Half the new art spaces that open up, their mission statement says “established and emerging artists,” which of course means exactly nothing.

MK: In order to put something out that has gravitas and depth, it requires thinking. Long thinking, longform thinking, and I feel like that, especially with dance, hasn’t been at the forefront. As a purely pragmatic thing, this space for me as an artist and performer is—I want to have a place that is a permanent place for me to produce work that is interesting and inspiring and while Zephyr’s paying a monthly rent here, I don’t have to figure in renting a theater or venue.

DS: And the other thing is, with the increasing nature of the collaboration, the things we’ve wanted to do and we’ve wanted other people to participate in, you can’t rent another guy’s space at those rates for six months.

MK: That’s one of the major reasons, for instance, when we set up those cinderblocks at Defibrillator—for Valise 13, several hundred cinderblocks had to be hauled in and out of the space in a weekend—people were like “How long is this staying up?” And it was like, “Oh gosh, just until tomorrow.” So, it’s also interesting, from our standpoint, where we get to invite other artists to come and interact with the architecture as well.

I think anytime you can move away from this commodity-centric, art world idea in any way and drag that kicking and screaming into other disciplinary areas, that’s a good thing.

MK: Oh, it’ll be kicking and screaming all right.

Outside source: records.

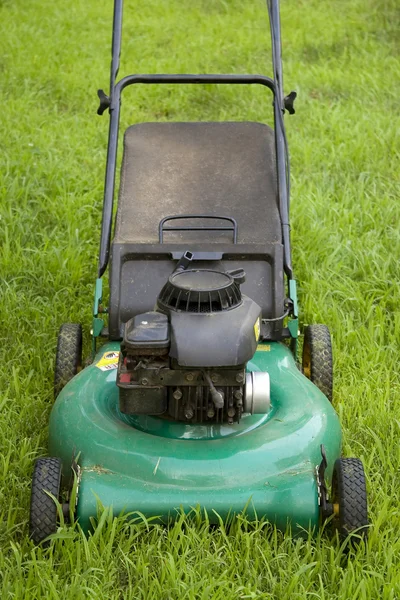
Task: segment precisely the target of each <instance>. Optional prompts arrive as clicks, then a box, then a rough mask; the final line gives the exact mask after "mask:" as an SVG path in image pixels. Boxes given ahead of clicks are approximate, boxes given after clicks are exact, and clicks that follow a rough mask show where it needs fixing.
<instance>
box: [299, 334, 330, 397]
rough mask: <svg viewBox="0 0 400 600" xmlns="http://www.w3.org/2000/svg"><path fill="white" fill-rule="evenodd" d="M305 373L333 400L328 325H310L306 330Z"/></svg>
mask: <svg viewBox="0 0 400 600" xmlns="http://www.w3.org/2000/svg"><path fill="white" fill-rule="evenodd" d="M303 373H304V375H305V376H306V377H307V378H308V379H310V380H311V381H312V382H313V383H314V384H315V385H316V386H317V388H319V389H320V390H321V392H322V393H323V394H325V396H326V397H327V398H328V400H329V402H332V390H333V360H332V344H331V334H330V333H329V329H328V327H327V326H326V325H308V326H307V327H306V328H305V330H304V345H303Z"/></svg>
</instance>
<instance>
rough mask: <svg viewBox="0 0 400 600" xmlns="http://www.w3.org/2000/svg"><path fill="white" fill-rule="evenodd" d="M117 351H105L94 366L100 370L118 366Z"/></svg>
mask: <svg viewBox="0 0 400 600" xmlns="http://www.w3.org/2000/svg"><path fill="white" fill-rule="evenodd" d="M118 359H119V352H105V353H104V354H103V356H102V357H101V359H100V360H99V362H97V363H96V367H97V368H98V369H100V370H101V371H111V370H112V369H117V368H118Z"/></svg>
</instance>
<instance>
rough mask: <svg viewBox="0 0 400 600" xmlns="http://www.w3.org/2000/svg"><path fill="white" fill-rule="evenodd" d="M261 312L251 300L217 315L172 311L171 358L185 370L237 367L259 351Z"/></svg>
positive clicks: (207, 313)
mask: <svg viewBox="0 0 400 600" xmlns="http://www.w3.org/2000/svg"><path fill="white" fill-rule="evenodd" d="M260 319H261V308H260V307H259V306H258V304H256V303H255V302H253V300H251V299H250V298H247V296H243V301H242V303H241V304H240V306H237V307H236V308H233V309H231V310H227V311H223V312H216V313H198V314H193V313H184V312H175V311H171V313H170V322H171V348H170V356H171V357H172V358H175V359H176V361H177V362H178V364H179V365H181V366H182V367H206V368H207V367H233V366H236V365H243V364H245V363H246V362H247V361H249V360H250V359H251V358H252V357H253V355H254V352H255V351H256V347H257V342H258V336H259V327H260Z"/></svg>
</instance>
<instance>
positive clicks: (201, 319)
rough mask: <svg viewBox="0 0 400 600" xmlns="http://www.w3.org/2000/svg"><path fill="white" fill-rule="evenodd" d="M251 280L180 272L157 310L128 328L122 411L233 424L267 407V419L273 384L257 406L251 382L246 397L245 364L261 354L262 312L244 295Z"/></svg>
mask: <svg viewBox="0 0 400 600" xmlns="http://www.w3.org/2000/svg"><path fill="white" fill-rule="evenodd" d="M244 277H245V275H244V272H243V271H240V272H239V271H237V272H232V273H229V272H228V273H222V272H219V271H212V270H209V269H197V270H196V269H191V270H185V268H184V267H182V266H179V265H178V268H177V269H176V270H175V271H174V273H172V274H171V275H170V277H169V279H168V282H167V283H166V285H165V286H164V287H163V289H162V290H161V292H160V295H159V298H158V301H157V306H156V310H155V311H153V312H149V313H144V314H141V315H136V316H135V317H134V318H133V319H130V321H128V322H127V324H126V326H125V332H124V340H123V342H122V344H121V354H120V361H119V366H118V373H117V385H118V387H119V388H120V410H121V411H122V412H124V413H126V414H148V415H159V416H162V417H163V418H168V419H173V420H175V421H185V422H190V423H207V422H213V423H229V424H232V423H234V422H239V420H240V418H241V416H242V414H243V412H246V411H247V412H254V411H255V410H257V411H258V410H259V409H260V406H261V408H262V412H266V410H264V409H265V408H266V407H267V405H268V406H269V381H268V382H267V381H266V380H264V382H263V384H262V385H263V386H264V387H265V388H268V389H265V393H264V391H262V390H261V387H260V382H259V384H258V392H257V393H256V395H257V399H256V402H255V403H254V398H253V396H254V389H255V386H254V384H253V382H252V381H251V382H249V385H248V390H250V392H249V393H247V395H246V363H247V361H248V360H250V359H251V358H252V357H253V355H254V352H255V350H256V347H257V341H258V334H259V325H260V318H261V309H260V307H259V306H258V305H257V304H256V303H255V302H253V301H252V300H251V299H250V298H248V297H246V296H242V294H241V291H240V283H242V282H243V281H244ZM267 377H268V376H267ZM260 390H261V396H260ZM260 397H265V402H264V401H263V400H261V402H260ZM246 402H247V406H246ZM254 407H256V408H254Z"/></svg>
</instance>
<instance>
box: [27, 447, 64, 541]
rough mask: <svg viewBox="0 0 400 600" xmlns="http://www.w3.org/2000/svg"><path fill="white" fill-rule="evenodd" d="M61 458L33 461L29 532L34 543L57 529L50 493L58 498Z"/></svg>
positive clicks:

It’s a stance to resist art’s professionalization.

MK: That has been frustrating these past few years. I see the art of dance moving into this road that’s being populated because they think that’s what the audience wants to see and it’s digestible and therefore then they’ll get money because, “Okay, I see if I use some language then I’ll know what your piece is about and therefore, great I’m so glad I get it.”

DS: And that maybe serves their social and political check-box and they’re not going to get any pushback. There’s a PR value they’re getting and there’s a kind of vetting they have to do first. But as artists, you can choose whether or not that’s the only way you’re going to make work.

MK: Right. I think it’s this American thing, to shy away from any work with a sense of ambiguity or ambivalence, and that’s really too bad, because that’s what I think art is all about.

SITE/less, 1250 West Augusta, on the east side of the Kennedy expressway will host its soft opening with a premiere of “Shadows Across Our Eyes,” new movement studies by Kranicke and Molly Strom, April 26-May 5, Thursday-Saturday at 7:30pm, $15. Tickets at zephyrdance.com.